The ex–SportsCenter anchor opened up about what it was like to lose her first pregnancy while hosting a live sports event near the end of her first trimester. “The juxtaposition of college kids going nuts behind our set, while I was losing a baby on it, was surreal,” she writes in her post. “I was scared, nobody knew I was pregnant, so I did the show while having a miscarriage. On television.”

By definition, a miscarriage occurs when a pregnancy is lost before the 20th week. As many women sadly know firsthand, they are not uncommon. About 10% to 20% of all known pregnancies end in miscarriage.

But while most women who miscarry can be physically close to their partner and experience their immediate support in the moment, Walsh was thousands of miles from her husband at the time. She could only text him about the loss during commercial breaks, when she wasn’t on air. 

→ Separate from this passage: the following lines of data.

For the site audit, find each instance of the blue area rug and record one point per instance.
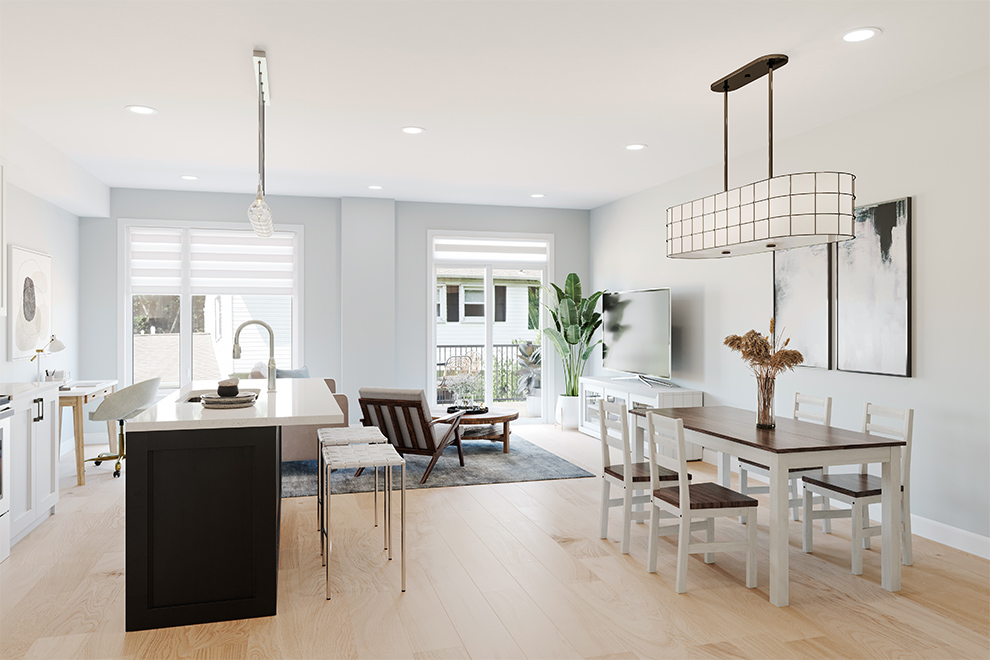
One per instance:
(484, 463)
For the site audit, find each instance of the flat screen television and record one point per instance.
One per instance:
(636, 332)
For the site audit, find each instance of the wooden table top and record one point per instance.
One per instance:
(493, 416)
(790, 435)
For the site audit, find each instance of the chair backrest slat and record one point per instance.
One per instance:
(402, 420)
(882, 427)
(667, 435)
(613, 424)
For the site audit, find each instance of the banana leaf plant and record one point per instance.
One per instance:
(575, 322)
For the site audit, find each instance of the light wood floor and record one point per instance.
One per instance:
(511, 570)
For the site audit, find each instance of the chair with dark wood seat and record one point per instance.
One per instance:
(807, 408)
(403, 415)
(861, 490)
(633, 478)
(688, 502)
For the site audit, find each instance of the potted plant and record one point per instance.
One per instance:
(529, 362)
(574, 323)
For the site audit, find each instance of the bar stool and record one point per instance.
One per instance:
(344, 435)
(336, 457)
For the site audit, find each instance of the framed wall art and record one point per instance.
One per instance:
(29, 315)
(873, 292)
(802, 295)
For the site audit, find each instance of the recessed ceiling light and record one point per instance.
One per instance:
(861, 34)
(142, 109)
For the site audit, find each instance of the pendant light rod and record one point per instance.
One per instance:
(725, 139)
(770, 126)
(761, 66)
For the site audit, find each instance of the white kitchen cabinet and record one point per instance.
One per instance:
(34, 454)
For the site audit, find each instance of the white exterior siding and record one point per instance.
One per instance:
(471, 332)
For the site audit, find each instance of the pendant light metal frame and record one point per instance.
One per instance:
(776, 213)
(259, 213)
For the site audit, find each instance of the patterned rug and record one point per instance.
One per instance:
(484, 463)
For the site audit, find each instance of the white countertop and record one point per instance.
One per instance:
(23, 390)
(296, 401)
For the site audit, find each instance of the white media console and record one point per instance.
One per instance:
(634, 394)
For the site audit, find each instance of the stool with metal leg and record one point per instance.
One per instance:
(364, 456)
(335, 437)
(120, 406)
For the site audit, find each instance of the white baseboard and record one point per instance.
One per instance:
(954, 537)
(960, 539)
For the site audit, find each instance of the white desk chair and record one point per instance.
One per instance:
(688, 502)
(120, 406)
(817, 409)
(337, 457)
(863, 489)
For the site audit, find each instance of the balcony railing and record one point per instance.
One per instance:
(505, 384)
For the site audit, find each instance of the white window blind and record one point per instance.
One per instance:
(492, 250)
(155, 260)
(240, 262)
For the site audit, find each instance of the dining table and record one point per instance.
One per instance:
(792, 444)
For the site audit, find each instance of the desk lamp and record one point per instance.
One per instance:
(54, 345)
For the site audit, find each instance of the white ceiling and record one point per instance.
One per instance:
(517, 97)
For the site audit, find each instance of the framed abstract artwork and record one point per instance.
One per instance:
(802, 294)
(873, 292)
(29, 315)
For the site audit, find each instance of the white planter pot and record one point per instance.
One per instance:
(566, 413)
(534, 403)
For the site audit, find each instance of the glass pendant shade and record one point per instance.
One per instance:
(261, 216)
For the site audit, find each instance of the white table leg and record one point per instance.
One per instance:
(779, 503)
(890, 560)
(725, 469)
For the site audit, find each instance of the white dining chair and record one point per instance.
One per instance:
(632, 478)
(861, 490)
(688, 502)
(816, 409)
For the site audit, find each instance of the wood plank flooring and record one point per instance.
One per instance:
(497, 571)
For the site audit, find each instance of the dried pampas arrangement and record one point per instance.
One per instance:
(767, 357)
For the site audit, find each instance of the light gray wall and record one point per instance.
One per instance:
(368, 295)
(570, 229)
(33, 223)
(934, 146)
(99, 267)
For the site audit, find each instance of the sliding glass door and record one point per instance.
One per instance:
(486, 322)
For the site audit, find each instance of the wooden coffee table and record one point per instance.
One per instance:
(492, 425)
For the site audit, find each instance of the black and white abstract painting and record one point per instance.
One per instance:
(30, 316)
(801, 301)
(873, 292)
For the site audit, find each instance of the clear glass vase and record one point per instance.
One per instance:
(764, 402)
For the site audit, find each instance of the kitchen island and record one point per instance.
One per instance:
(204, 502)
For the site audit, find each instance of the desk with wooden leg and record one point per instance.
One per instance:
(75, 396)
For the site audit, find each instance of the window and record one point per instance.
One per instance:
(533, 312)
(441, 304)
(500, 303)
(474, 302)
(191, 287)
(453, 303)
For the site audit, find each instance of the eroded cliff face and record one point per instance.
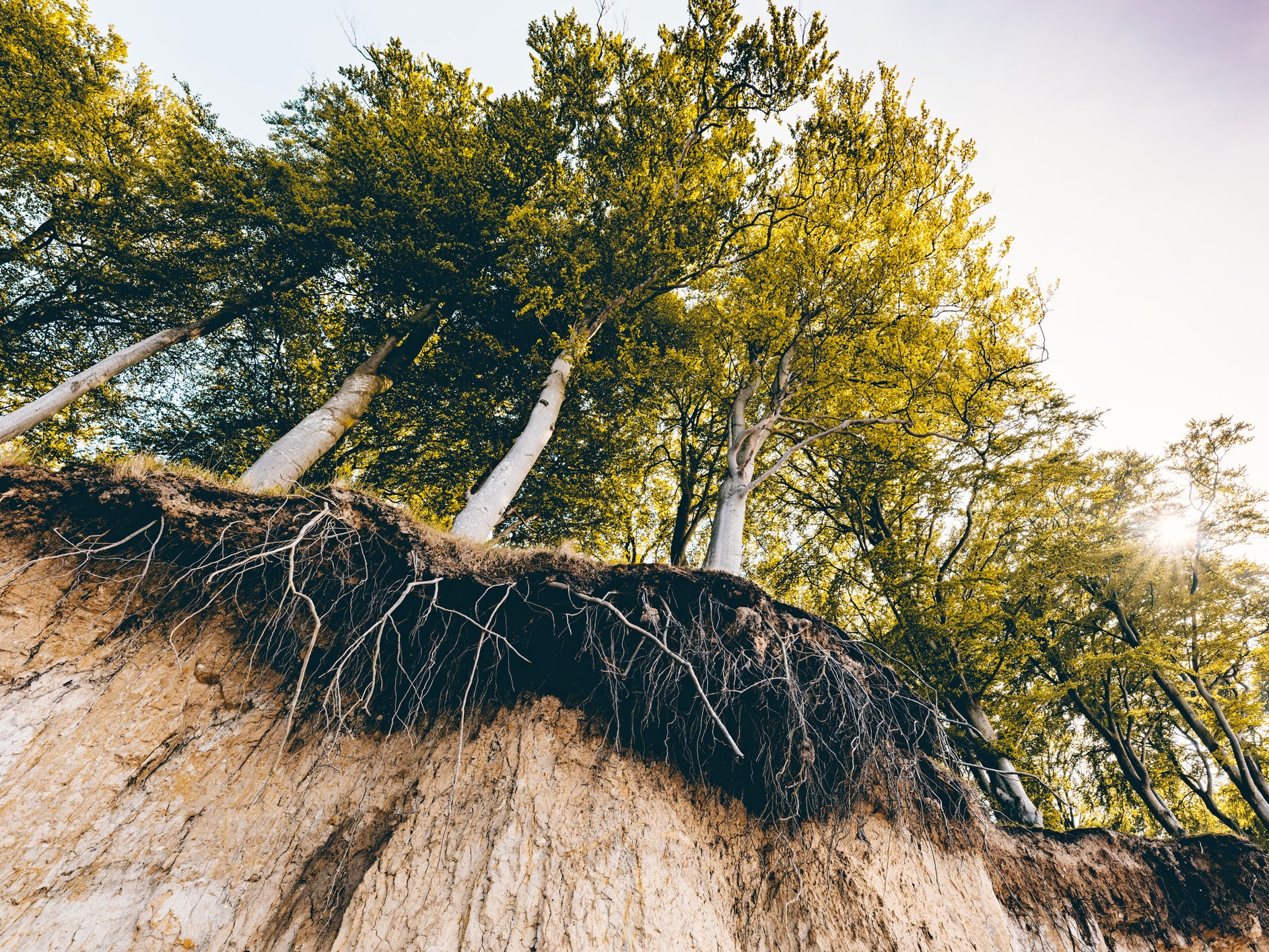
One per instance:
(151, 798)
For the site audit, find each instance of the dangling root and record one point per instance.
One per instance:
(378, 625)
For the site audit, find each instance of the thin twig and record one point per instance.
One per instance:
(666, 649)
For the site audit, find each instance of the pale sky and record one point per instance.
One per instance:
(1125, 143)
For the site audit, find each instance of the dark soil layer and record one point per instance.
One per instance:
(1169, 893)
(417, 625)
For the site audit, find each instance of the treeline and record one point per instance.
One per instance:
(642, 308)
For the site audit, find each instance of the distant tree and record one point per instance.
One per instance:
(662, 179)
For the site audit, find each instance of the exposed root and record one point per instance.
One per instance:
(381, 623)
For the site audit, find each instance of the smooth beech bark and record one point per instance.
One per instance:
(487, 504)
(1000, 774)
(1131, 766)
(1244, 772)
(66, 393)
(283, 464)
(744, 443)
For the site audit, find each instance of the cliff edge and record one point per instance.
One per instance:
(252, 722)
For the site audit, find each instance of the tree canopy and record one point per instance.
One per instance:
(708, 300)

https://www.instagram.com/p/BUF_v90gu7e/?taken-by=sarawalsh10

My mother bought them these onesies because she thought they were funny. For us, they're especially poignant. Finding a good egg didn't come easy for me, and I suspect there are many people out there facing the same struggle. The road down a dark path began while hosting Sportscenter on the road from Alabama. I arrived in Tuscaloosa almost three months pregnant. I wouldn't return the same way. The juxtaposition of college kids going nuts behind our set, while I was losing a baby on it, was surreal. I was scared, nobody knew I was pregnant, so I did the show while having a miscarriage. On television. My husband had to watch this unfold from more than a thousand miles away, texting me hospital options during commercial breaks. It would get worse. Two more failed pregnancies. More than once, I'd have surgery one day and be on SportsCenter the next so as not to draw attention to my situation. We then went down the IVF road of endless shots and procedures. After several rounds, we could only salvage two eggs. I refused to even use them for a long time, because I couldn't bear the idea of all hope being gone. I blew off pregnancy tests, scared to know if it worked. It had. Times two. It was exciting news, but we knew better than to celebrate. So I spent a third straight football season pregnant, strategically picking out clothes and standing at certain angles, using scripts to hide my stomach. There would be no baby announcement, no shower, we didn't buy a single thing in preparation for the babies, because I wasn't sure they'd show up. We told very few people we were pregnant, and almost no one there were two. For those that thought I was weirdly quiet about my pregnancy, now you know why. For as long as I can remember I hosted Sportscenter on Mother's Day, and the last couple years doing that have been personally brutal. An hours-long reminder of everything that had gone wrong. I wasn't on tv today, and I'm not sure when I will be again, but instead I got to hang with these two good eggs. My ONLY good eggs. And I know how lucky I really am. #twins #ivf

A post shared by Sara Walsh (@sarawalsh10) on

Her on-air miscarriage was just the beginning of her difficult journey toward motherhood. Walsh lost two more pregnancies  in the next two years. She and her husband decided to give IVF a try, enduring months of hormone shots and procedures. “More than once, I’d have surgery one day and be on SportsCenter the next so as not to draw attention to my situation,” she writes.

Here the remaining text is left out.